Two weapons in gunfight traced to Fast and Furious
WASHINGTON – Two of the weapons found after a drug cartel gunfight last month in Sinaloa, Mexico, that killed five people have been traced back to the U.S. – one lost during the ATF’s Operation Fast and Furious, the other originally purchased by a supervisory ATF agent who helped oversee the botched gun-tracking operation.
The discovery of the firearms – an AK-47 assault rifle and a 5.7 mm pistol – provides new evidence that some of the 2,000 weapons lost under Fast and Furious, and others as well, continue to flow freely across the U.S.-Mexico border and likely will be turning up at violent crime scenes for years to come.
The purchase by the supervisory agent, George Gillett of the ATF’s Phoenix field office, is now under review by the Department of Justice’s Inspector General’s Office, which earlier this year found major systemic problems with Fast and Furious.

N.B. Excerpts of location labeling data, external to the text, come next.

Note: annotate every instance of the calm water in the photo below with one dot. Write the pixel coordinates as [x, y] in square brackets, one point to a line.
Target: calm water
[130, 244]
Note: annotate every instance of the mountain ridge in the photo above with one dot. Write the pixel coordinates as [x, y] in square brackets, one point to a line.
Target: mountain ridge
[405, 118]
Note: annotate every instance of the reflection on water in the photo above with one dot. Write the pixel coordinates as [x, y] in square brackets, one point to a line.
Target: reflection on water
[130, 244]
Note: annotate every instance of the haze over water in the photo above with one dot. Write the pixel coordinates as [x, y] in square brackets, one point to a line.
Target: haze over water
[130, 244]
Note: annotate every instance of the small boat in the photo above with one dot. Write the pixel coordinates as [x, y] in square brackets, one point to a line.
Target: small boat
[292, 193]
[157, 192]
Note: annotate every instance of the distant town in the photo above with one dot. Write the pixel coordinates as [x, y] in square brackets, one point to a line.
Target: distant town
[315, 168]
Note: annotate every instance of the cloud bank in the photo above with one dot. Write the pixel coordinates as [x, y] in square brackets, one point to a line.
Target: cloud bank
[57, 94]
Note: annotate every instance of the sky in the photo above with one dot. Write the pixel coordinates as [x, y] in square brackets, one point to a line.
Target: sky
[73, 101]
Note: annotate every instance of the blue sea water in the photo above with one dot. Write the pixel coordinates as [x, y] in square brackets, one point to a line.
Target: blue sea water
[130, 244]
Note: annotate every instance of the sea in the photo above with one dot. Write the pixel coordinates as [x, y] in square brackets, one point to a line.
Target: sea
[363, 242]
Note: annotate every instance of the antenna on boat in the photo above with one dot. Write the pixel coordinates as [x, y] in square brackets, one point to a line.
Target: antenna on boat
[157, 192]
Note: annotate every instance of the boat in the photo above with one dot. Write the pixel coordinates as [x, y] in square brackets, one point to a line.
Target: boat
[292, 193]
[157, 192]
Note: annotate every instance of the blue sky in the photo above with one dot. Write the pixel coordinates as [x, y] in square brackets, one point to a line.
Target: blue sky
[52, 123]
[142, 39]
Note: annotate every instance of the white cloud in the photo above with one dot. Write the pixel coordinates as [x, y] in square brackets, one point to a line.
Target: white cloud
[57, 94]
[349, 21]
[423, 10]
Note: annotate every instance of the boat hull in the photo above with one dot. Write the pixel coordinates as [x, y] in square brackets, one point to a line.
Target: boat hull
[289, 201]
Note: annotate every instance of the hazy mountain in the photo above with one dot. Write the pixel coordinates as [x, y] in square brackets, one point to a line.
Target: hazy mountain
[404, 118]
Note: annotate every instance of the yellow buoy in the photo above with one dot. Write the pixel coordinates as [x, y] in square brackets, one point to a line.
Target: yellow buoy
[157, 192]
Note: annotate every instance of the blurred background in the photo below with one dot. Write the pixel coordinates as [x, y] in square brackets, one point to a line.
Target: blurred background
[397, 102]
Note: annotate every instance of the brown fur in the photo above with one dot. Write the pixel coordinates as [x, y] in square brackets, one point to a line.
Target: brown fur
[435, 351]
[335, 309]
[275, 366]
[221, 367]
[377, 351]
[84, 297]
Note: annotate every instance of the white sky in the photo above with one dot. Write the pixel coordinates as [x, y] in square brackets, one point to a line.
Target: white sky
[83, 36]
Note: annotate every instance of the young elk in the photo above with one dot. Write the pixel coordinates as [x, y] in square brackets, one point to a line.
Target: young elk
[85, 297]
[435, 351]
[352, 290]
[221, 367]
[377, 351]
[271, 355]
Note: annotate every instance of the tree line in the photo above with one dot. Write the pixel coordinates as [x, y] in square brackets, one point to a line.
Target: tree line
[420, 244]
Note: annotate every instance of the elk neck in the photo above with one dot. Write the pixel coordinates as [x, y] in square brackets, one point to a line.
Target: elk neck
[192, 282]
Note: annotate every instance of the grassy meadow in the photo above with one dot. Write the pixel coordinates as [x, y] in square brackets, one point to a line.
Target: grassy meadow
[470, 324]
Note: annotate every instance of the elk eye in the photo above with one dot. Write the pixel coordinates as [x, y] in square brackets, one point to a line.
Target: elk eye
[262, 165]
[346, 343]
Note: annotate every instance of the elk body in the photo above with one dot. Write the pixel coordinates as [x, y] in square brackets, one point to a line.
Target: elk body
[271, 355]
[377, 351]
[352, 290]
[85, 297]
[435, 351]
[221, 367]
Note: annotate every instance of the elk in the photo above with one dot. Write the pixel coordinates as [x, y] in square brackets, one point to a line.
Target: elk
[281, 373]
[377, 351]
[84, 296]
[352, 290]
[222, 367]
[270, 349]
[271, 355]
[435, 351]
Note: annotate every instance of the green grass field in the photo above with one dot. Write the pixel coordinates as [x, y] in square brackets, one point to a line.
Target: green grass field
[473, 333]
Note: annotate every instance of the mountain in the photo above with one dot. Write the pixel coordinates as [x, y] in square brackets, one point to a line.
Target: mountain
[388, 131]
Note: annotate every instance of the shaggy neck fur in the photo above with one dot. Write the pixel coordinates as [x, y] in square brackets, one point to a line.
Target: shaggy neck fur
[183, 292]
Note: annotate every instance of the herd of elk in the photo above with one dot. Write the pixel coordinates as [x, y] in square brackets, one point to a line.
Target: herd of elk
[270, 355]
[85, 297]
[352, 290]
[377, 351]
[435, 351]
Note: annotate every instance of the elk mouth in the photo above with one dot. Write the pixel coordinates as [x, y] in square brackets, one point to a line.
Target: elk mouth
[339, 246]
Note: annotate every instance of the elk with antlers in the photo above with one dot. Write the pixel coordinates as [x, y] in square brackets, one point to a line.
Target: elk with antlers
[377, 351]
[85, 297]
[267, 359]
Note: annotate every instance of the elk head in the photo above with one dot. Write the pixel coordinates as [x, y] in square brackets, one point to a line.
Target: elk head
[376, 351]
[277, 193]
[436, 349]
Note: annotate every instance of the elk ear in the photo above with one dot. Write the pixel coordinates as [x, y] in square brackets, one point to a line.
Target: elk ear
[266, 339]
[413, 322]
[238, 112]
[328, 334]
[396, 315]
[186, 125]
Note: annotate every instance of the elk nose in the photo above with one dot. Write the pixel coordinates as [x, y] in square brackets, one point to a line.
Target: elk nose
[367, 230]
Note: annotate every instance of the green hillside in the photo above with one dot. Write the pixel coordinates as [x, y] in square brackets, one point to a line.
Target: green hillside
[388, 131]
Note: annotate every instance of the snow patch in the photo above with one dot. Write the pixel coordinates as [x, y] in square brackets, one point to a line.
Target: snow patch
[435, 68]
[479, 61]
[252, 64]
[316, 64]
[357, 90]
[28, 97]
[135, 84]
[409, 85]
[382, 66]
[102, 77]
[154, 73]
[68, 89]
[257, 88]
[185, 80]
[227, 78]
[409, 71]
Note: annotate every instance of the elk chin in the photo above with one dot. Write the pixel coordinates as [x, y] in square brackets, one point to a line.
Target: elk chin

In a brief phone call Wednesday, Gillett declined to discuss why he purchased the FN Herstal pistol in January 2010 or how it ended up in Mexico. He listed his address as the Phoenix ATF field office in the purchasing documents.
“I’ve got no comment. I can’t discuss it,” he said. “But it was a lawful transaction.”
Sen. Charles Grassley, R-Iowa, a leading congressional investigator into Fast and Furious, asked the IG’s office to review whether Gillett used “false” information in obtaining the weapon and two others by listing the field office or a Phoenix shopping center as his home addresses.
The other weapon recovered after the shooting, a Romanian AK-47-type WASR-10 rifle, was purchased in March 2010 in Arizona by Uriel Patino. It was one of more than 700 firearms he allegedly obtained illegally under the eyes of the federal Bureau of Alcohol, Tobacco, Firearms and Explosives in their attempts to track weapons to the Mexican cartels. Patino is being prosecuted in Arizona in connection with the purchases.
The shooting occurred Nov. 24. Among those dead was Maria Susana Flores Gamez, a 22-year-old crowned “Sinaloa Woman” in 2012. Mexican authorities believe she might have been armed, too, and fired at soldiers, or was used as a human shield in the confrontation. Two soldiers also died.